Akşamüzeri tüm avlumuzu saran anamın tereyağı kokulu yemekleri mis gibi kokardı burnuma. Köyümün mayalı ekmek tüten sokaklarındaki kokularını özlerdim Caminin önüne her gün iftarda gelen Ayçiçek kokulu pişiler gelirdi hayallerime. Hayallerimden uyandığım da gurbette olduğum, bunların hiç birinin burada yaşanmadığı acı gerçek vururdu yüzüme.

Gözlerim dolardı.

O zamanlar Hollanda’da 2 TV kanalı vardı. Hollanda 1 ve 2, gündüzleri televizyonlarda hiç program olmazdı. Vakit geçirmek için Okyanus'un setlerini dolaşırdım. Her evde radyo vardı, kısa dalga olmayanı radyodan saymazdık. Çünkü kısa dalga vatandan ses verirdi. Ondan gelen ses vatanın sesiydi. İftar vakti ezan okunurdu, Ankara da iftar vakti deyince, hemen saatte bakardım.
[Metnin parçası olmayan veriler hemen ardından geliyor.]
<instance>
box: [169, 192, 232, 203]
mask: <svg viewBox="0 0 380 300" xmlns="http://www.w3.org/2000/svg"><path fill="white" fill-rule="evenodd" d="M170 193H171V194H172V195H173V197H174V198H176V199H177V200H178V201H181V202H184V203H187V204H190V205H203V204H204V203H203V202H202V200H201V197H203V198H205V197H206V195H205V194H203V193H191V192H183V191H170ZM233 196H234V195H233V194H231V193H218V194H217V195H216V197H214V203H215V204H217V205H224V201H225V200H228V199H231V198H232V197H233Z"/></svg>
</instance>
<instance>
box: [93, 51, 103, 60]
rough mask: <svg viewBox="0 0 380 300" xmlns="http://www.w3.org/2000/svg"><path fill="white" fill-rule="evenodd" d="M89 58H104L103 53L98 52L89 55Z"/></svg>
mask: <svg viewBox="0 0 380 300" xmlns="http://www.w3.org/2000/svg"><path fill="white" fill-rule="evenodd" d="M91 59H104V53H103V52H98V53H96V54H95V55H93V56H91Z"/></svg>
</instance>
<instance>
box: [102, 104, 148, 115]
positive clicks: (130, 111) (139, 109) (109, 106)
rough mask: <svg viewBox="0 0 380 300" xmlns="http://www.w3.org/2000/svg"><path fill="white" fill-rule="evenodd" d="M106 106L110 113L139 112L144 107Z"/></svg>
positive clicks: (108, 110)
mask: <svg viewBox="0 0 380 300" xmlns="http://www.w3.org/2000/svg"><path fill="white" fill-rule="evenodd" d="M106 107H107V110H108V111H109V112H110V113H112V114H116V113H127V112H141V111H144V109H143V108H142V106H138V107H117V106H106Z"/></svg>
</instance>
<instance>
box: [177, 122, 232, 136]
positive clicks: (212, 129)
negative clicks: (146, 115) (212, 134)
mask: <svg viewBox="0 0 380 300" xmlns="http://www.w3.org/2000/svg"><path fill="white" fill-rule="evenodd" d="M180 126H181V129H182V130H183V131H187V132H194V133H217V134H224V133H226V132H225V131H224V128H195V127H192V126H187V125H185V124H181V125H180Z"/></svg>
Vay be, daha bizim 4 saat var orda iftar oldu derdim... Vatan da olanları, orada yaşayanları kıskanırdım.

Şimdiden Helder de Türk nüfusu artı. 25 -30 hane olduk. Cami yaptırdık, küçükte olsa cemaatimiz var. Camide sohbetimiz var. Sayısını bilmediğimiz kadar Türk televizyonumuz var. İnternet yaygınlaştı, her an vatandan gelen dost sesleri var.

10-15 günde bir gelen mektupları, her bayramda postadan beklediğimiz tebrikleri unuttuk mis gibi tereyağı kokusu olmasa da, galiba gurbet hafifledi mi ne? Yoksa hasrete alışan yüreğimiz mi katılaştı.

Bilmiyorum ama hala çocukluğumdaki ramazanlar tüter burnumda. Her iftar vakti duygusallaşırım, gözlerimin yaşı ile iftarımı acarım. Gurbette benim Ramazanlarım hep hüzünlü geçmiştir.

Bu yıl Ramazanı vatanım da geçirecem, amma hasret alın yazısı olmuş gurbetçinin. Bu seferde gurbette kalan evlatlarım düşecek aklıma. Onların hasreti sızlatacak yüreğimi.

Galiba bu hasret ölene kadar sürecek.

Tüm dostlara hayırlı Ramazanlar diliyorum.